Man teilt einfach die gewünschte Leistung auf mehrere einzelne Leuchten
auf, die man dann einzeln schaltet:
Harald W. schrieb im Beitrag #4577341:
> Man kann in eine "stylistisch hochwertige" Leuchte auch andere> schwächere Leuchten einbauen, ohne das das gross auffällt. Wenn> man mehrere Leuchten einbaut, kann man gezielt auch einzelne ein-> und ausschalten, um die Helligkeit anzupassen. Das ist auch ener-> gietechnisch die eindeutig bessere Lösung gegenüber irgendwelchen,> komplizierten Dimmerschaltungen.
Die Einschaltdauer ist auch ein Kriterium. Der Vorratskeller kriegt
selbstverständlich Glühlampen. Die leiden zwar auch bei jedem
Einschaltvorgang, sind aber billiger und starten sofort.
Die Einschaltdauer von vielleicht 1% lässt in diesem Fall die
Amortisationsdauer von teuren LED explodieren.
Peter M. schrieb:> Wenn es ausschließlich um Stromeffizienz geht, also Raumstation oder> eigene Yacht oder auch nur Stirnlampe, dann würde ich Hochleistungsleds> (z.B. Cree XM-L T6 mit 140lm/W) bevorzugen. Dimmbarkeit ist hier> schadensfrei möglich.
wobei die 140lm/w nicht bei maximale Leistung gelten, sondern nur bei
2W. Die Led kann aber bis 10W liefern und dann sinkt der Wirkungsgrad.

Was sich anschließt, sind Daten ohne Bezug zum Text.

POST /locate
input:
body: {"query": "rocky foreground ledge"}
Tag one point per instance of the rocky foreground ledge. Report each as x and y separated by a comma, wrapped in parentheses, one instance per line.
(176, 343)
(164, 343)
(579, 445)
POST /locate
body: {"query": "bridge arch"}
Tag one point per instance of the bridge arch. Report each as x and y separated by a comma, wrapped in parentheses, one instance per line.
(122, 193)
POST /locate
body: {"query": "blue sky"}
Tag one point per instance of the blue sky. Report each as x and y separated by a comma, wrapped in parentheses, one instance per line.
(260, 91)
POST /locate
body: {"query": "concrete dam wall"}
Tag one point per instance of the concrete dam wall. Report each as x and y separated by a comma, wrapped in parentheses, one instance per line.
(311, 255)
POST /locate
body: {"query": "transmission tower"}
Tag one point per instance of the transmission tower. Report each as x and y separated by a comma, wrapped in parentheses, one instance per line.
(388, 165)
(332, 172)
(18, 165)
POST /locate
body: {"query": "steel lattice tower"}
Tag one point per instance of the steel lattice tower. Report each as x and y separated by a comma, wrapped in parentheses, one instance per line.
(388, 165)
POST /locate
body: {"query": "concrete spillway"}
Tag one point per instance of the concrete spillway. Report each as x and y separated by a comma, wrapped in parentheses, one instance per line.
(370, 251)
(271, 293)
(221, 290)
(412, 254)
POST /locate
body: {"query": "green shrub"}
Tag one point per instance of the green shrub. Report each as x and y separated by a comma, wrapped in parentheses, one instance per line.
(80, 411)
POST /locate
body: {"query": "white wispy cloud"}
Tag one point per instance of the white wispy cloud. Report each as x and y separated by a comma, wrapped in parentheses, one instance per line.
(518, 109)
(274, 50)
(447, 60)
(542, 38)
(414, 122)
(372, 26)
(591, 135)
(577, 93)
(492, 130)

> Wenn es aber um Variation der Helligkeit bei leistungsstarker> Beleuchtung geht, dann empfiehlt sich Beleuchtungsregelung ohne Dimmung.> Man teilt einfach die gewünschte Leistung auf mehrere einzelne Leuchten> auf, die man dann einzeln schaltet:
das macht Bei LEDs aber wenig sinn. Dann der Wirkungsgrad ist bei
niedriger Leistung besser als bei hoher. Es ist also besser 2 Lampen mit
50% zu betreiben als eine mit 100%.
Dazu kommt noch das eine gleichmäßige Ausleuchtung mit weniger Lampen
schwerer ist.
Wenn man 10 Helligkeitsstufen will, muss man recht viele Schalter
installieren, da finde ich einen Dimmer viel einfach einzubauen.
Peter II schrieb:>> Wenn es aber um Variation der Helligkeit bei leistungsstarker>> Beleuchtung geht, dann empfiehlt sich Beleuchtungsregelung ohne Dimmung.>> Man teilt einfach die gewünschte Leistung auf mehrere einzelne Leuchten>> auf, die man dann einzeln schaltet:> das macht Bei LEDs aber wenig sinn.
Wie ich oben schrieb: LEDs lassen sich schadenfrei dimmen.
LEDs sind vom Wilhelm'schen Aufteilungsvorschlag ausdrücklich
ausgenommen!
> Dann der Wirkungsgrad ist bei> niedriger Leistung besser als bei hoher. Es ist also besser 2 Lampen mit> 50% zu betreiben als eine mit 100%.
Das gilt für LEDs uneingeschränkt, für Leuchtstoffröhren aber nicht.
> Leuchstofflampen liefern zwischen 95 und 110 Lumen je Watt.> LEDs kommen auch auf die gleichen Werte.LED Hersteller mögen ja etwas flunkern, aber wie kommst Du auf diese
Werte?
Im Netz finde ich ganz andere Werte, u.a. siehe Tabellen:
http://www.gruenspar.de/blog/2014/05/12/led-statt-gluehbirne-wie-finde-ich-den-richtigen-ersatz/
Und nicht nur dort - also alles gelogen?
> Dazu kommt noch das eine gleichmäßige Ausleuchtung mit weniger Lampen> schwerer ist.
Du sagst es und das gilt für jedes Leuchtmittel.